The devastation of our military-first approach to eradicate ISIS in Raqqa should serve as a shock to U.S. policy as it sleepwalks into another year of endless war.
Yet that transformation seems unlikely. The Trump administration has demonstrated little concern for the aftermath of its actions in Raqqa. The United States could renew the $230 million of promised stabilization aid to Syria for the cost of just 17 of the more than 1,000 days of military operations against ISIS in Iraq and Syria. That vital aid could clear rubble, fix water systems, disarm unexploded mines, and facilitate reconstruction. Instead of taking responsibility, Trump froze these funds last year and proposes zeroing out all new U.S. funding for Syria’s stabilization in his 2020 budget request.
For all its claims of liberation and saving civilians, the evidence makes clear that the U.S.-led coalition failed in spectacular fashion. Rather than continue to deny the obvious to avoid accountability, those in charge of those operations must stand before the American people and explain why. While the Defense Department’s annual report to Congress is a welcome step towards transparency, there are still important gaps that must be addressed. Members of Congress should not just take the Defense Department at its word. They must instead conduct rigorous oversight to reckon with our role in places like Raqqa and hold those responsible for U.S. human rights violations to account.
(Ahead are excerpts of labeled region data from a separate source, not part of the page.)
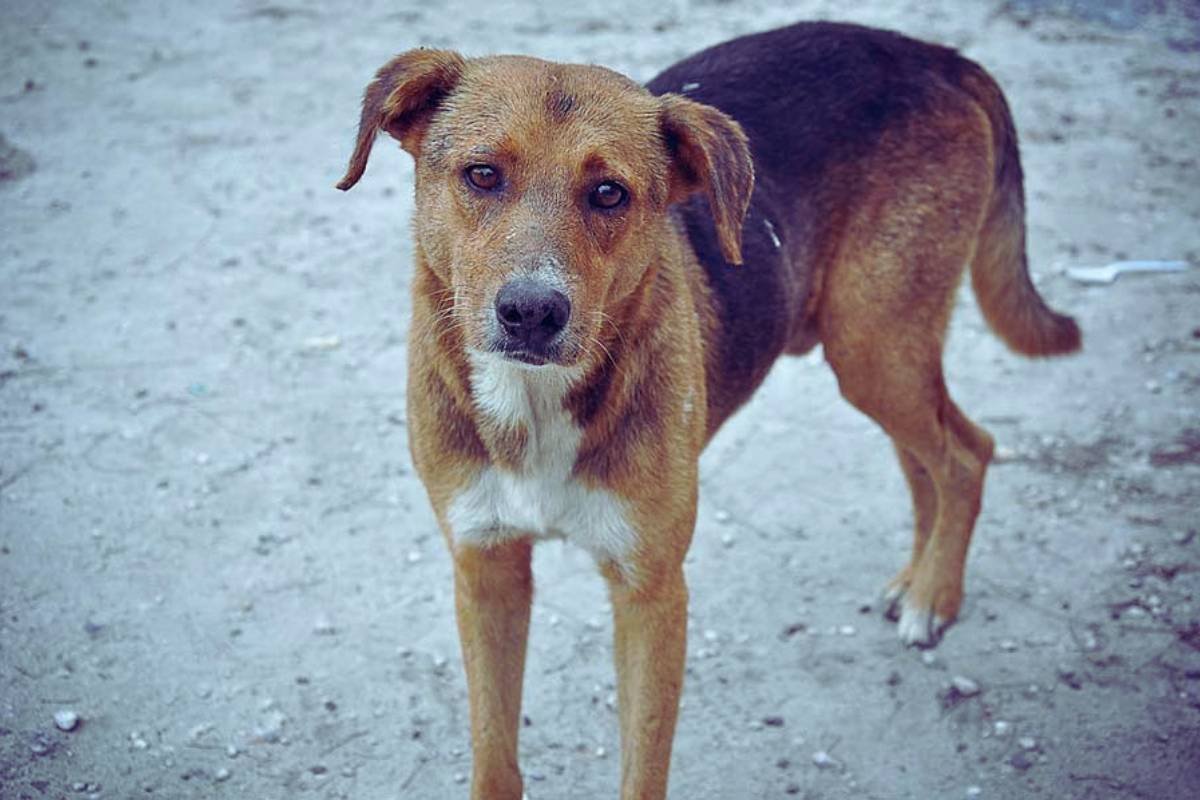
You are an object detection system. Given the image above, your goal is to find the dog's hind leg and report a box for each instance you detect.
[883,445,937,622]
[826,319,992,646]
[818,97,994,646]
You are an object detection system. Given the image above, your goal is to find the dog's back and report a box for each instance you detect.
[647,23,1079,429]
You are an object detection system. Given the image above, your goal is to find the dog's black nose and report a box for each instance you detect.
[496,278,571,351]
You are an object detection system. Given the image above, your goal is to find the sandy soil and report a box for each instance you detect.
[0,0,1200,800]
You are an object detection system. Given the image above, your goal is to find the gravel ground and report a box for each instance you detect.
[0,0,1200,800]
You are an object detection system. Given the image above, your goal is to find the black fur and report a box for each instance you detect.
[647,23,966,429]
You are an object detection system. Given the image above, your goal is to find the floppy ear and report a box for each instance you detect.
[337,49,466,192]
[659,95,754,264]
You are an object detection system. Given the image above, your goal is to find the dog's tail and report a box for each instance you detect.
[956,59,1081,355]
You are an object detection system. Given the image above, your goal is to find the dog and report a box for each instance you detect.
[337,23,1081,800]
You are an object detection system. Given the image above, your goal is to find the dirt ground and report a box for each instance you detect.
[0,0,1200,800]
From the trauma of ISIS occupation to the U.S.-led coalition bombardment, the Raqqa of my father’s youth may never be restored. But the U.S. must do all in its power to undo the harm it itself inflicted. That begins by finally offering victims justice, such as reparations, in Raqqa and all other places. Unless the U.S. finally takes responsibility for the civilian costs of its military-first foreign policy, it will be doomed to repeat the very same mistakes over and over again.